Naval History and Heritage Command

Naval History and Heritage Command

Admiral William S. Benson, Chief of Naval Operations, to Vice Admiral William S. Sims, Commander, United States Naval Forces Operating in European Waters

CABLEGRAM RECEIVED 1st August 1917.

ORIGIN   Admiral Benson                                                  Serial No. Opnav 70

Via   Q.211                                                                           Date No. 17001

Copies to                                                                              File No.

Action Referred to.

Action taken.

Date.

Init.

Ref. No.

Commander Long2

Sec.3

Mr. Tobey4

JVB5

JVB

Notify Naval Attache

8/2 6 pm

ECT

 

 

     Admiral Sims, London.

          Opnav seventy. Referring to your one hundred and fifty one.
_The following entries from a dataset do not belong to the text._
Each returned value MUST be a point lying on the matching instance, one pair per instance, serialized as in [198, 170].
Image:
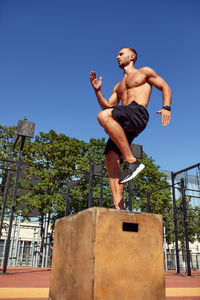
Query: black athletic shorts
[133, 118]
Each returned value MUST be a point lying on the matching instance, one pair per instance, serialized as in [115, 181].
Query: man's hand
[165, 116]
[94, 81]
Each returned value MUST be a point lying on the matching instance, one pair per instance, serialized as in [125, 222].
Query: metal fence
[34, 251]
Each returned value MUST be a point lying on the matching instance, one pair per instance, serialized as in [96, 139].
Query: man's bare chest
[132, 81]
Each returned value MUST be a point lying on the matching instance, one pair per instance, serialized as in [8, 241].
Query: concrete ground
[22, 283]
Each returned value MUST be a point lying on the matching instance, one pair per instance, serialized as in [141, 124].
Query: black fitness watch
[167, 107]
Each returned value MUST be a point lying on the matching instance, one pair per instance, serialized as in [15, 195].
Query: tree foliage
[52, 162]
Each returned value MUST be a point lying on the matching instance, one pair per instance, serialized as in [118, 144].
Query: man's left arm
[160, 84]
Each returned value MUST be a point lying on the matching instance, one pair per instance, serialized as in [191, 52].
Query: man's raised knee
[103, 117]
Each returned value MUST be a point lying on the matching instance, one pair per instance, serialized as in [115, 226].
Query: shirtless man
[124, 122]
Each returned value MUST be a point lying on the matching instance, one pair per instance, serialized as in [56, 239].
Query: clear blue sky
[47, 49]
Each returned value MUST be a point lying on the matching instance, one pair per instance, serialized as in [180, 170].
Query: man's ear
[133, 57]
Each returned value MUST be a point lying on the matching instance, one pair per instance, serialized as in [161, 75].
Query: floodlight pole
[175, 223]
[13, 205]
[25, 129]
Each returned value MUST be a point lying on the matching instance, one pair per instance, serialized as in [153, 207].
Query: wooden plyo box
[108, 254]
Instructions have been issued to the office of Naval Intelligence to cut its cables abroad to the minimum compatible with an efficient information service. Instructions have likewise been issued to discontinue Naval Attache’s code and to send all reports of merchant ships sailing from American ports for war areas through this office by the secret code now in use here.6 17001.

ADMIRAL BENSON.

Source Note: Cy, DNA, RG 45, Entry 517B. Printed in the top left-hand corner: “Action Copy.” The cable is on a form so the portion through the end of the table is printed. Below the signature is a handwritten notation: “Noted CCd for Naval Attache [Capt. William D. MacDougall].”

Footnote 1: This is the signal code for the British Admiralty.

Footnote 2: Cmdr. Byron A. Long, the officer on Sims’ staff who, in cooperation with the British Admiralty, supverised the routing of convoys. Morison, Admiral Sims: 368.

Footnote 3:  Reginald Gillmor, Sims' Flag Secretary.

Footnote 4: Paymaster Eugene C. Tobey.

Footnote 5: Cmdr. John V. Babcock, Sims’ aide.

Footnote 6: Sims had repeatedly warned of the vulnerability of the codes used by the United States Navy. See, for example: Sims to Josephus Daniels, 1 July 1917.